Infantino’s offensive started on 16 February in Mauritania, where the pattern was set for the rest of his African blitz. The Fifa president would inaugurate a new Fifa office or a facility funded in totality or in part by the governing body’s Forward programme, shake hands or bump fists with local football officials and, most importantly, hold private talks with the local Head of State or key government advisors. This, by the way, demonstrates how much prior planning must have gone on before the tour took place: prime ministers and presidents do not find free time in their schedule at the drop of a hat.
On 16 February, Infantino was in Nouadhibou, taking this opportunity to lavish praise on FFRIM president and CAF presidential hopeful Ahmed Yahya in what just stopped short of a clear endorsement, before meeting Mauritanian president Mohammed Cheikh El Ghazouani. The following day, he was the host of Augustin Senghor and president Macky Sall in Dakar, Senegal. From there, straight on to Bangui, capital of the Central African Republic, where he was made a Commander of the Ordre National de la Reconnaissance by PM Firmin Ngrédaba and met president Faustin-Archange Touadéra (18 February). Two countries were on his schedule on the 19th. The first port of call was Rwanda’s capital Kigali, where president Paul Kagame, a key ally in the inception of the Motsepe bid, received him. Another hop on the private jet, put at his disposal by Fifa partner Qatar Airways, and he landed in the evening in Congo-Brazzaville, where he met with president Denis Sassou Nguesso. On the 20th, Infantino crossed the river Congo to Kinshasa, where his host was president of the DRC Felix Tsishekedi, who’d been recently appointed Chairman of the African Union. No time to breathe – next box to tick was Patrice Motsepe’s home country, South Africa, where COSAFA (the Council of Southern African Football Associations, which includes 14 Member Associations from the south of the continent) was holding its AGM in Johannesburg on 20 February, the perfect occasion for Infantino to stress the importance of ‘African unity’ to an audience of FA presidents before visiting Cape Town, where he was granted an audience with president Cyril Ramaphosa, Motsepe’s brother-in-law.

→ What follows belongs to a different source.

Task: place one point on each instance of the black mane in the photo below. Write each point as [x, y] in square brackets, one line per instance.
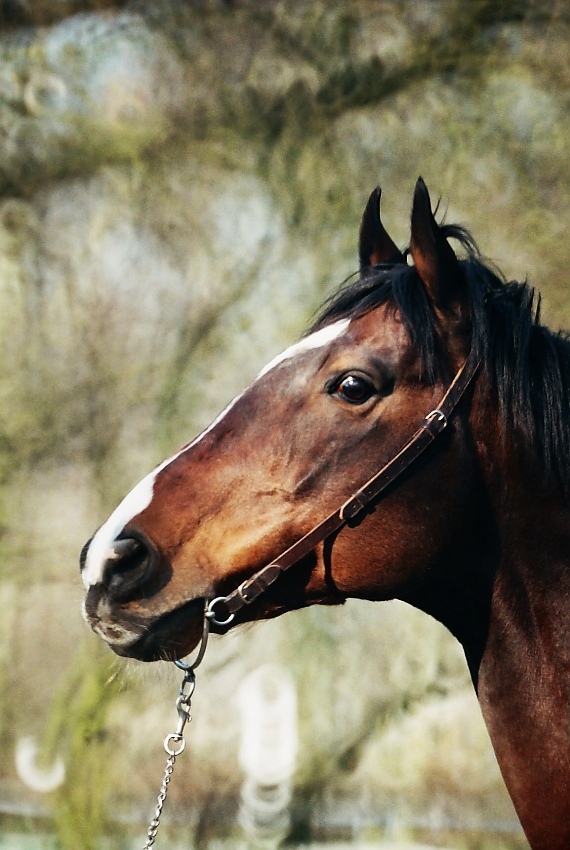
[527, 365]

Sudan was next, on 21 February, where he was welcomed by Chairman of the Transitional Sovereignty Council Abdel Fattah al-Burhan, followed by Morocco, which Infantino calls “a powerhouse of African football”, a description which is doubly apt in the circumstances, as the man who greeted him on the tarmac of Rabat airport, CAF VP Fouzi Lekjaa, would also be the crucial go-between and facilitator of Fifa’s grand plan to ‘unite’ the CAF presidential bids behind the sole Motsepe, as we’ve seen. Infantino signed off his whirlwind tour of the African continent with meetings with the interim president of Mali Bah Ndaw and, last, on Friday 26 February, with Beninese head of state Patrice Talon, just as Jacques Anouma, Augustin Senghor and Ahmed Yahya were getting ready to fly to Rabat.
There was one glaring absentee in the list of countries which Infantino had visited to promote his vision of African football’s future, and who should be in charge of it: the Ivory Coast, the country of Fifa’s irritant Jacques Anouma, who had said things such as “it’s up to Africans to decide. Do they want to put at the head of CAF a federation president in the pay of FIFA or someone who has time to give them”, a barb which absolutely everyone knew was directed at Motsepe. The official explanation was that a visit had been planned, but that clashing schedules had forced its postponement.
No new date for the visit has been announced yet.